I wasn't an English major, but most of my friends were. I did take linguistic anthropology as well as Greek and Latin medical terminology. I love to look up words and find out etymologies. At one point I read Merriam-Webster's website updates religiously, and actually I don't know why I ever stopped. Also, I LOVE A GOOD MYSTERY.
The Broken Teaglass feels like a book that was tailor made for my friends, my Mom, and my co-workers to all read and discuss in some giant cross country book group.
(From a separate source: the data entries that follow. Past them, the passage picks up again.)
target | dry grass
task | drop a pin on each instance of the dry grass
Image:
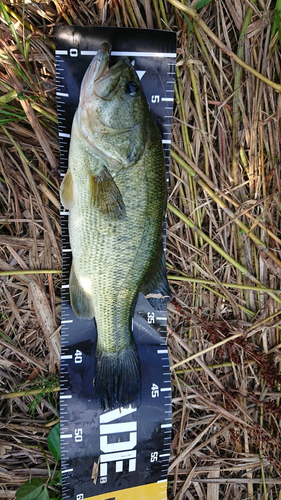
(224, 241)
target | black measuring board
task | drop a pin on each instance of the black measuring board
(123, 453)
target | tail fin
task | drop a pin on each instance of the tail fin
(118, 378)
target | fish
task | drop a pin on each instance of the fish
(116, 192)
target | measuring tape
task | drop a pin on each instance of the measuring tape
(123, 453)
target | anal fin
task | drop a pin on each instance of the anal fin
(156, 284)
(105, 195)
(80, 302)
(66, 191)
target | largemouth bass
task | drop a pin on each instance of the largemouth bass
(115, 190)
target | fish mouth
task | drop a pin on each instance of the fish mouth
(107, 79)
(100, 79)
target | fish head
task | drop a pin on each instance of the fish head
(113, 110)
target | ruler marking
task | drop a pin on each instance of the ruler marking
(130, 54)
(62, 93)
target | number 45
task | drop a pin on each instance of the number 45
(154, 391)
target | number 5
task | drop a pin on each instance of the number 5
(155, 98)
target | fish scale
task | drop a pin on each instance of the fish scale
(143, 474)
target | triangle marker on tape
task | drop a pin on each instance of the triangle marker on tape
(140, 74)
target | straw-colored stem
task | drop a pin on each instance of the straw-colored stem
(194, 15)
(230, 214)
(237, 83)
(208, 59)
(226, 285)
(204, 351)
(32, 392)
(216, 366)
(216, 247)
(30, 271)
(209, 183)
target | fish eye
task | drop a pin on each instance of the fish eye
(132, 88)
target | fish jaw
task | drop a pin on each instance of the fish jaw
(98, 66)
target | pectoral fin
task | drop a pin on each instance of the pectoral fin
(105, 195)
(66, 191)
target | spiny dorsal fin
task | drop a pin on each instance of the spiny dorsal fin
(66, 191)
(105, 195)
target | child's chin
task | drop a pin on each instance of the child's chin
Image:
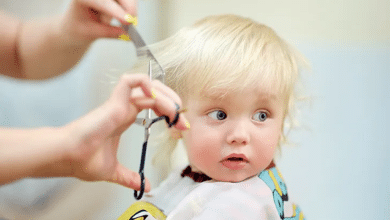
(236, 179)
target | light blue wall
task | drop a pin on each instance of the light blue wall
(340, 168)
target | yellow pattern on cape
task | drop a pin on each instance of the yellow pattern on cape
(140, 210)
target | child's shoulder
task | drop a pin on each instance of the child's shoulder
(261, 197)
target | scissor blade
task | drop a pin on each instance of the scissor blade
(142, 49)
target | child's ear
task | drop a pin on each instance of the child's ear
(175, 133)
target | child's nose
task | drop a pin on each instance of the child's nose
(239, 133)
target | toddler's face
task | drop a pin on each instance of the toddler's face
(234, 137)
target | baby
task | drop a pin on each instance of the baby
(236, 78)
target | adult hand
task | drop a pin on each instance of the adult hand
(87, 20)
(94, 155)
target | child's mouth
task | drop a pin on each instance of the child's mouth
(235, 161)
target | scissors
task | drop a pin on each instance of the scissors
(147, 122)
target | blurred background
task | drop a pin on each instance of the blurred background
(338, 167)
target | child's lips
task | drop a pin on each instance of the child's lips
(235, 161)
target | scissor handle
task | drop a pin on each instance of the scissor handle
(144, 146)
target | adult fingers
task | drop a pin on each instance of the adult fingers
(130, 6)
(112, 8)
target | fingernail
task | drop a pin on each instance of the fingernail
(187, 124)
(153, 94)
(124, 37)
(131, 19)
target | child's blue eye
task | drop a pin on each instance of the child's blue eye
(217, 115)
(260, 116)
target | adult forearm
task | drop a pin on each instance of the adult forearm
(44, 52)
(33, 153)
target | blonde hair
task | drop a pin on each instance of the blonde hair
(225, 52)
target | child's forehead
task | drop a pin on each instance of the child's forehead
(226, 93)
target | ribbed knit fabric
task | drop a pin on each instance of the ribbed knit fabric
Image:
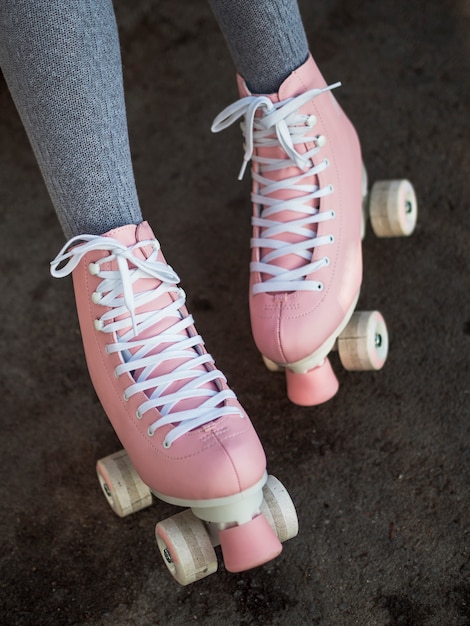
(61, 60)
(62, 63)
(266, 39)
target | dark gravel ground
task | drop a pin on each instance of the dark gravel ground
(380, 474)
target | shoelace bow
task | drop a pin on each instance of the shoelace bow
(290, 128)
(197, 370)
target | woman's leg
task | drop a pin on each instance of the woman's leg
(183, 429)
(61, 61)
(266, 39)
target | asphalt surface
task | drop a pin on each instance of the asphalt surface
(379, 475)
The Broken Teaglass: A Novel by Emily Arsenault
My rating: 5 of 5 stars
Billy Webb has just taken a position at the largest dictionary company in the US. Unfortunately the company is in the armpit of Massachusetts, but Billy is gung-ho about his first job out of college. The job is about as exciting as one might expect. His first day of training consists of reading all of the "front matter" of the dictionary. His coworkers field phone calls about Scrabble fights, and none of them talks to any other lexicographer much, until Mona talks to him. Mona is about Billy's age and has been working at the dictionary company for about a year when Billy starts. Together they find a couple of fishy "cits" or "citations"--examples of words in actual use-- in the dictionary's files. The fishy citations alert Billy and Mona to something that must have happened at the dictionary company in the past, something that might have involved an actual corpse. They dig deeper and look for more of the citations...and it doesn't take long before they find them.
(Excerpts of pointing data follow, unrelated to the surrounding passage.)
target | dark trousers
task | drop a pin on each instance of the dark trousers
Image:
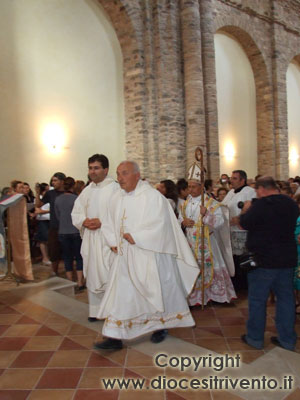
(239, 280)
(71, 244)
(260, 282)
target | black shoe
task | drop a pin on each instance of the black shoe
(79, 289)
(275, 341)
(92, 319)
(159, 336)
(244, 339)
(109, 344)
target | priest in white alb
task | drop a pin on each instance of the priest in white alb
(89, 211)
(210, 219)
(154, 270)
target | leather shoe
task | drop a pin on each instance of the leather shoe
(109, 344)
(92, 319)
(159, 336)
(275, 341)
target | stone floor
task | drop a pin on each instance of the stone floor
(46, 349)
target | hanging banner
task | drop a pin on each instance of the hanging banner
(19, 239)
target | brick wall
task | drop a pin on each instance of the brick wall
(170, 83)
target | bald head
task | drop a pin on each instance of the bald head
(128, 175)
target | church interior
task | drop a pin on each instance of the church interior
(149, 81)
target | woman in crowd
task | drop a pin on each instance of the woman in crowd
(169, 190)
(68, 235)
(221, 194)
(297, 269)
(43, 218)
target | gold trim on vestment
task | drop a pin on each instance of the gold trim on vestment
(136, 322)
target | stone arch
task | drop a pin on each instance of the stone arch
(122, 17)
(149, 35)
(292, 116)
(264, 104)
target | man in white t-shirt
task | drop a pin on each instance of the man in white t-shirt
(234, 200)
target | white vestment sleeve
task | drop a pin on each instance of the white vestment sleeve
(79, 212)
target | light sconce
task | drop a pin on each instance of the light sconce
(54, 137)
(294, 156)
(229, 152)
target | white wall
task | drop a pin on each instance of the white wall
(236, 107)
(60, 62)
(293, 103)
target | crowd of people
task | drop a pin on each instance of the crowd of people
(147, 254)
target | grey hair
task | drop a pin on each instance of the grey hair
(135, 165)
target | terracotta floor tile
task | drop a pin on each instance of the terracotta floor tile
(13, 343)
(68, 344)
(55, 379)
(77, 329)
(213, 344)
(7, 357)
(197, 310)
(231, 321)
(22, 307)
(129, 373)
(182, 333)
(295, 395)
(141, 394)
(91, 378)
(194, 394)
(236, 344)
(206, 321)
(208, 331)
(9, 319)
(86, 341)
(224, 395)
(40, 316)
(62, 329)
(249, 356)
(22, 330)
(3, 328)
(57, 319)
(14, 394)
(228, 312)
(96, 394)
(172, 396)
(147, 372)
(8, 310)
(66, 358)
(32, 359)
(45, 394)
(20, 378)
(43, 343)
(45, 331)
(116, 356)
(97, 360)
(233, 331)
(138, 359)
(27, 320)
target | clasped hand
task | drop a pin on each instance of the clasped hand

This book is fabulous.The plot is fabulous, the characters are fabulous, the setting is somehow both boring and fabulous. The plot has a few twists and turns and surprises, but it's also so easy to just enjoy the simple straightforward path to solving the mystery. And, Billy was a high school football player who majored in philosophy. Mona has her own conflict of identity. At times she seemed on the verge of being Billy's manic pixie dream girl, but it blessedly never happens. Even the side and peripheral characters have interesting and complex lives that the reader at least gets to sample. The Broken Teaglass is a book you want to pull quotes from for Twitter, or your Gmail or Skype or Facebook status updates.
This book seems handcrafted for all the wordsmiths, writers, cross-word lovers, Scrabble-players, English majors, etymologists, etc. But, even if you aren't all those things the mystery may well suck you in anyway. And Mom, this is a book I think you need to read.